If you're going to focus on prevention of suffering, you have to pick a time horizon.

My assertion is that, given enough time, you get an outside context problem -- something happens for which your culture has no coping mechanisms -- and even without one of those, you get calamities (flood, fire, earthquake, and economic disruption) which are understood but not easy to deal with.

So I'm saying that the appropriate response is not "progress" -- raw change in capability -- but generally realizable access to choice. (In ancient Egypt, Pharoh could have ice cream. It doesn't count until you've got ice cream cones at the corner store in poor neighborhoods.)

The "generally realizable" part of what I'm talking about is important; that's what gets a diversity of response to calamity, and increases the odds of there being some survivors.

#290 ::: J Thomas ::: (view all by) ::: November 14, 2005, 08:32 AM:

Graydon, I *like* your point of view. It doesn't work to try to prevent suffering, people suffer about the same amount per life regardless. People who have everything they need can still do pretty intense suffering over being snubbed by, say, a science fiction fan club.

Focusing on personal choices by random people will tend to include human rights, and liberal societies, and a whole lot of good values.

I hadn't seen it expressed in those terms anywhere except some of the Croyd books by Ian Wallace. Wallace's hero expressed that as his ideal, but gave no details.

#291 ::: Heresiarch ::: (view all by) ::: November 14, 2005, 03:24 PM:

J Thomas said: It doesn't work to try to prevent suffering, people suffer about the same amount per life regardless.

I can't entirely disagree, except to say that starving to death is a qualitatively different sort of suffering than nervous anxiety. People should be given the opportunity not to suffer, even if they don't/can't take it. And if you don't agree, then why worry about bettering anything at all? Just join a Buddhist monastery and practice being not.

#292 ::: J Thomas ::: (view all by) ::: November 14, 2005, 05:46 PM:

Let me revise that and say that people suffer about the same amount per year, not per life. If that's closer, then when somebody starves to death and their relatives say "At least his suffering is over" I'm agreeing with them.

We can reduce the suffering a whole lot by euthanasing people. The fewer the people, the less suffering. But to increase choice you do better with more people who all have more choice.

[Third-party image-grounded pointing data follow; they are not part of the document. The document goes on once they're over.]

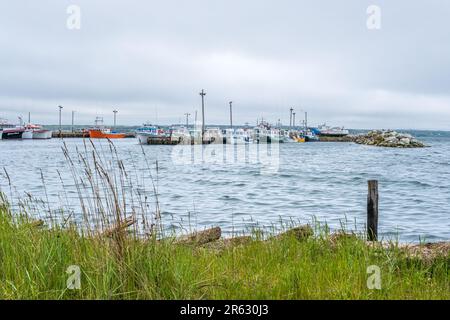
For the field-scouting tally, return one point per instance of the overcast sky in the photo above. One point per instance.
(150, 59)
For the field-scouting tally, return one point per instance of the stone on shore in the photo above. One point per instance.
(389, 139)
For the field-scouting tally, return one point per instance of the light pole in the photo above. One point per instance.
(203, 94)
(231, 114)
(290, 119)
(60, 130)
(187, 120)
(115, 118)
(73, 121)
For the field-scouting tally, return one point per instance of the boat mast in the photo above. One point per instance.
(231, 114)
(203, 94)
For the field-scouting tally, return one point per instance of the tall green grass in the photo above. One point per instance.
(34, 260)
(141, 263)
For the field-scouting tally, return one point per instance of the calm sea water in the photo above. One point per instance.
(323, 181)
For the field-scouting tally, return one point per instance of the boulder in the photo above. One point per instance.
(389, 139)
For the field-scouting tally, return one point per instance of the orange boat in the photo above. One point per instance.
(105, 134)
(99, 132)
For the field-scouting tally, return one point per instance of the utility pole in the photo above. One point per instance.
(73, 121)
(306, 121)
(187, 120)
(60, 109)
(203, 94)
(290, 119)
(231, 114)
(115, 118)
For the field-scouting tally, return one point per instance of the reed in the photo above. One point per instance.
(124, 252)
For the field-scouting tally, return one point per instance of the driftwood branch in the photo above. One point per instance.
(201, 237)
(121, 227)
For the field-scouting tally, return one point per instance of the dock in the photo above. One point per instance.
(81, 134)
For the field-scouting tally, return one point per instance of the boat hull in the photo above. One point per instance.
(27, 134)
(42, 134)
(16, 134)
(98, 134)
(143, 138)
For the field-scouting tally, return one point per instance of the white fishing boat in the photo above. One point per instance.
(34, 131)
(180, 135)
(239, 136)
(4, 124)
(148, 132)
(332, 131)
(213, 135)
(10, 131)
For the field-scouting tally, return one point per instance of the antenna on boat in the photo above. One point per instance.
(187, 120)
(231, 114)
(290, 119)
(115, 116)
(203, 94)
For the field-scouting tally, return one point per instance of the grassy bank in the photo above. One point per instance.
(34, 260)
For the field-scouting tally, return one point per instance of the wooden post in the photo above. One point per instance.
(372, 211)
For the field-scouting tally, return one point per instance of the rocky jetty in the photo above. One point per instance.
(390, 139)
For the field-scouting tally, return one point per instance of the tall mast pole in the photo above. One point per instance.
(73, 120)
(306, 121)
(203, 94)
(231, 114)
(187, 120)
(290, 119)
(60, 131)
(115, 118)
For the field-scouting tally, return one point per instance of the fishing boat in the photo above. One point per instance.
(100, 132)
(238, 136)
(328, 131)
(148, 132)
(262, 133)
(4, 124)
(180, 135)
(13, 133)
(33, 131)
(310, 136)
(213, 135)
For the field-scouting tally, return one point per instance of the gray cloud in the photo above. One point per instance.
(150, 59)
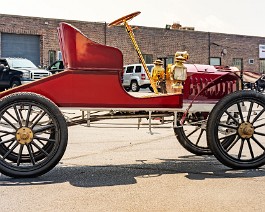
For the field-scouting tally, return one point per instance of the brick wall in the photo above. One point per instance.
(156, 41)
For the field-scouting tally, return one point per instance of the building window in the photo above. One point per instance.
(215, 61)
(238, 62)
(251, 61)
(52, 56)
(262, 66)
(148, 58)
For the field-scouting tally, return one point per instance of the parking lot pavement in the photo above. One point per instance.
(113, 166)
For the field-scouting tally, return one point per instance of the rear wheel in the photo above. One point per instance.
(134, 86)
(15, 84)
(238, 141)
(33, 135)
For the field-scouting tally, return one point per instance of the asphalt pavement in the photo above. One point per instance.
(113, 166)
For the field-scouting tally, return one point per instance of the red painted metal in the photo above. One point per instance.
(92, 78)
(222, 82)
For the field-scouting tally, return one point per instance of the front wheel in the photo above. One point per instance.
(33, 135)
(235, 130)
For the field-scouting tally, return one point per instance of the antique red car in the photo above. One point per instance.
(34, 132)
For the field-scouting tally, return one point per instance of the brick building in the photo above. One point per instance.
(36, 39)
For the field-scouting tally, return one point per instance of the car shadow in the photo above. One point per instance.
(193, 168)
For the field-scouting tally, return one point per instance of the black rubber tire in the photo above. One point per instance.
(15, 83)
(134, 86)
(198, 146)
(50, 134)
(246, 147)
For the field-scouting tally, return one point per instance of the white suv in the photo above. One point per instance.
(134, 77)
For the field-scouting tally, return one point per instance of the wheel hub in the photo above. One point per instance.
(246, 130)
(24, 135)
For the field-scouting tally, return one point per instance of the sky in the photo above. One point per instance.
(242, 17)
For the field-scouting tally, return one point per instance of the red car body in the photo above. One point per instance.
(92, 79)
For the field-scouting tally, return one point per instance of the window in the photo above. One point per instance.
(215, 61)
(262, 66)
(138, 69)
(148, 58)
(251, 61)
(129, 69)
(238, 62)
(52, 56)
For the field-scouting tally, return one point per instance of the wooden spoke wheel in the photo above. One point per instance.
(121, 20)
(235, 130)
(33, 135)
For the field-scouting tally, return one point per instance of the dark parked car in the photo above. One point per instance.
(19, 71)
(56, 67)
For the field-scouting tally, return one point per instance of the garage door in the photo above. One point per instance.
(25, 46)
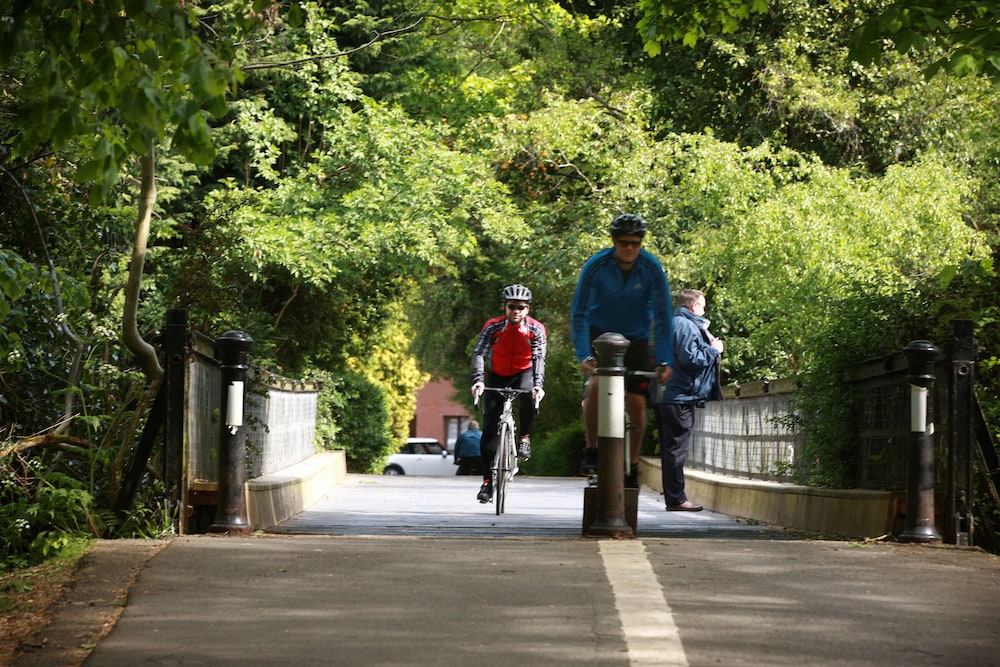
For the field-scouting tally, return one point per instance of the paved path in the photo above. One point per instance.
(401, 571)
(447, 507)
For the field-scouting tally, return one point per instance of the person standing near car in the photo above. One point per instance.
(467, 450)
(623, 289)
(510, 352)
(696, 379)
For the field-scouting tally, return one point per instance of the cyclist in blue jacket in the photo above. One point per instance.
(623, 289)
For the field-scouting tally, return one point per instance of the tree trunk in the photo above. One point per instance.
(144, 352)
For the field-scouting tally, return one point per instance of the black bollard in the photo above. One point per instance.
(231, 511)
(610, 520)
(920, 356)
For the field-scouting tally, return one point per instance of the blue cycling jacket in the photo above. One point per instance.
(629, 304)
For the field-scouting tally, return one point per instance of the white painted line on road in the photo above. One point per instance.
(651, 636)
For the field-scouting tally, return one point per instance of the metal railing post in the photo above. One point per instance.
(610, 518)
(920, 356)
(231, 511)
(963, 350)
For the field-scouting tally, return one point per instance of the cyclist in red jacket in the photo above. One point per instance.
(515, 345)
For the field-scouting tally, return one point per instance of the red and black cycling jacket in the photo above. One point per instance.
(512, 348)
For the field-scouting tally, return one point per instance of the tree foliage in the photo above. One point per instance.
(353, 185)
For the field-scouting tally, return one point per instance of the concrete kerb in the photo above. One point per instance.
(846, 512)
(278, 496)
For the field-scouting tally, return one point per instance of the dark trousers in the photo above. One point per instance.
(674, 422)
(493, 406)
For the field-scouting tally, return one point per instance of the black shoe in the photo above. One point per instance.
(632, 478)
(485, 494)
(524, 449)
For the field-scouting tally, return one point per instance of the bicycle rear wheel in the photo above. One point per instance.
(504, 465)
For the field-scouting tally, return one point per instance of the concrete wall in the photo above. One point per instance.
(849, 513)
(278, 496)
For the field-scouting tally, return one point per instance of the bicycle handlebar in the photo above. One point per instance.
(507, 392)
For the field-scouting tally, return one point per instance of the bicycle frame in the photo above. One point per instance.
(505, 459)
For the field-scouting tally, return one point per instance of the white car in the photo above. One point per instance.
(421, 456)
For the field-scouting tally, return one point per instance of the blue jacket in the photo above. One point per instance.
(610, 301)
(695, 376)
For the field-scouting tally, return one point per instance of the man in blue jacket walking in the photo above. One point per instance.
(696, 379)
(622, 289)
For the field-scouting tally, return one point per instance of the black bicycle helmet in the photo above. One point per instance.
(516, 293)
(628, 224)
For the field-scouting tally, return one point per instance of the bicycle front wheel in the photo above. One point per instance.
(504, 465)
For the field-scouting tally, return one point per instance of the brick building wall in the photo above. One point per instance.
(437, 414)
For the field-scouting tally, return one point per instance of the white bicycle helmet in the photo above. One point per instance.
(516, 293)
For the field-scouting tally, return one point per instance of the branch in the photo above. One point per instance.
(144, 352)
(61, 442)
(329, 56)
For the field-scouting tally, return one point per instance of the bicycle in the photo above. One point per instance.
(592, 478)
(505, 459)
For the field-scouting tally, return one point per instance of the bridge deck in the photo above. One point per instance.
(447, 507)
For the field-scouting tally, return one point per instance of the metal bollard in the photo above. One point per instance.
(961, 399)
(610, 518)
(920, 356)
(231, 511)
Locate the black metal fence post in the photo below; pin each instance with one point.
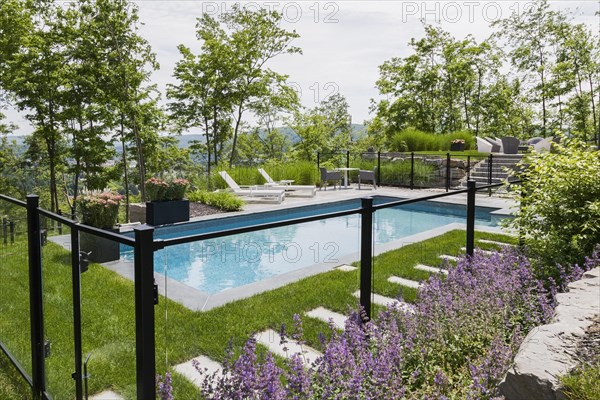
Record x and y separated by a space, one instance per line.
379 168
11 230
366 254
76 285
490 170
36 301
412 170
470 217
144 312
468 168
447 172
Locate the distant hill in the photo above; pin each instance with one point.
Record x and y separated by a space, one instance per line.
358 131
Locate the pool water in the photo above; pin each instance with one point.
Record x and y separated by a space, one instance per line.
215 265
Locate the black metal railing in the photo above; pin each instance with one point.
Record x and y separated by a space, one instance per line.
422 170
145 245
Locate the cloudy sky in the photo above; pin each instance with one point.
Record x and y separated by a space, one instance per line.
343 41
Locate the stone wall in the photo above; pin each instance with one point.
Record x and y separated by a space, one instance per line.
547 351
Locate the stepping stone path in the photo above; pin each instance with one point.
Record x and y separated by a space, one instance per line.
385 301
405 282
449 258
434 270
479 251
107 395
494 242
326 315
188 370
272 340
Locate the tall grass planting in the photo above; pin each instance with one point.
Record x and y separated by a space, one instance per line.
411 139
301 172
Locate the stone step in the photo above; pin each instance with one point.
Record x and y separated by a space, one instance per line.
433 270
386 301
405 282
272 341
207 365
323 314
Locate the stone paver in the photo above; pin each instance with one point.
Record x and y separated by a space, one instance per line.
272 340
385 301
486 252
107 395
405 282
188 370
326 315
449 258
434 270
495 242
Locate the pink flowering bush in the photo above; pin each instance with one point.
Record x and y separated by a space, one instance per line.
100 209
458 342
163 190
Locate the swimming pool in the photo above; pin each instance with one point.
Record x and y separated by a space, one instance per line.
215 265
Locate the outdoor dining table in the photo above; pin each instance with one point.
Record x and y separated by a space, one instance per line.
346 174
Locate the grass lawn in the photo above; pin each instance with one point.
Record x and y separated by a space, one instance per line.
109 320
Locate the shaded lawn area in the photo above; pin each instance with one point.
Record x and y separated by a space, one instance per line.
181 334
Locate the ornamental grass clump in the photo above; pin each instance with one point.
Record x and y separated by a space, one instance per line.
100 209
158 189
458 342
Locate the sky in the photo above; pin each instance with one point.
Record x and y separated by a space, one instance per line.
343 41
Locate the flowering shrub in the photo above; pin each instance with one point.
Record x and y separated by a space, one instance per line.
162 190
458 343
100 209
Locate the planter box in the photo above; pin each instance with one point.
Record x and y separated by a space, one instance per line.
457 147
100 249
167 212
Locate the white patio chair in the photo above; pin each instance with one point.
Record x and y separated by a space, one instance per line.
291 190
253 191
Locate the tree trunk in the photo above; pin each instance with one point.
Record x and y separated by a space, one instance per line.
235 133
125 170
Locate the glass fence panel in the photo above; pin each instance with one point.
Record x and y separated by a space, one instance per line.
14 285
108 317
57 295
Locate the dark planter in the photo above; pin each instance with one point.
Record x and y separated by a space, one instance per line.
100 249
167 212
457 147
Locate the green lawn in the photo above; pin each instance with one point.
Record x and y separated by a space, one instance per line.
109 324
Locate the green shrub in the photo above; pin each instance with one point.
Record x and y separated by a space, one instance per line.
559 217
412 139
222 200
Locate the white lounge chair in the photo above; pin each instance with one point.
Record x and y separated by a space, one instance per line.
253 191
286 185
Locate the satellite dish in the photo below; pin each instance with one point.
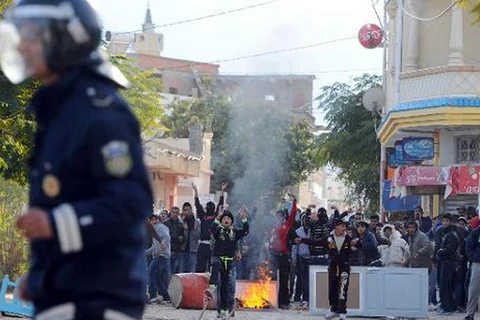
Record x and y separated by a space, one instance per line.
374 99
108 36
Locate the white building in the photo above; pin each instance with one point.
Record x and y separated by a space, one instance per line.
435 94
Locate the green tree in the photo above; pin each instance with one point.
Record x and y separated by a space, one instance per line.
17 124
352 145
13 246
143 95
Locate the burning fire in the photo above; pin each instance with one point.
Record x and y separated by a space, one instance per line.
256 294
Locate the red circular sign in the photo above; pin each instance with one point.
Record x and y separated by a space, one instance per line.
370 36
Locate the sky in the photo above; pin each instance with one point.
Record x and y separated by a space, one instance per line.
280 25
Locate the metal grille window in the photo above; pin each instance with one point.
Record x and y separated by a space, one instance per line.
468 149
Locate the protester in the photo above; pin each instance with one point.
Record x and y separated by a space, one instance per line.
374 220
473 253
421 248
280 251
177 236
301 256
159 270
425 221
446 252
191 225
319 230
339 246
89 189
396 253
367 252
462 265
225 248
206 217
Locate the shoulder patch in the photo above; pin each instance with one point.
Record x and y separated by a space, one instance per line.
117 158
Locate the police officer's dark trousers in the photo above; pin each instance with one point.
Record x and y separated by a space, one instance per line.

While I'm not clear how to measure total choice, it seems like a good theoretical goal to aim for. More than reducing suffering.

#293 ::: Graydon ::: (view all by) ::: November 14, 2005, 09:07 PM:

Measuring choice where reading Stafford Beer comes in -- he spent effectively all of his long and productive working life thinking about that question.

Reduced suffering, like a lot of other things, is best achieved as a side-effect.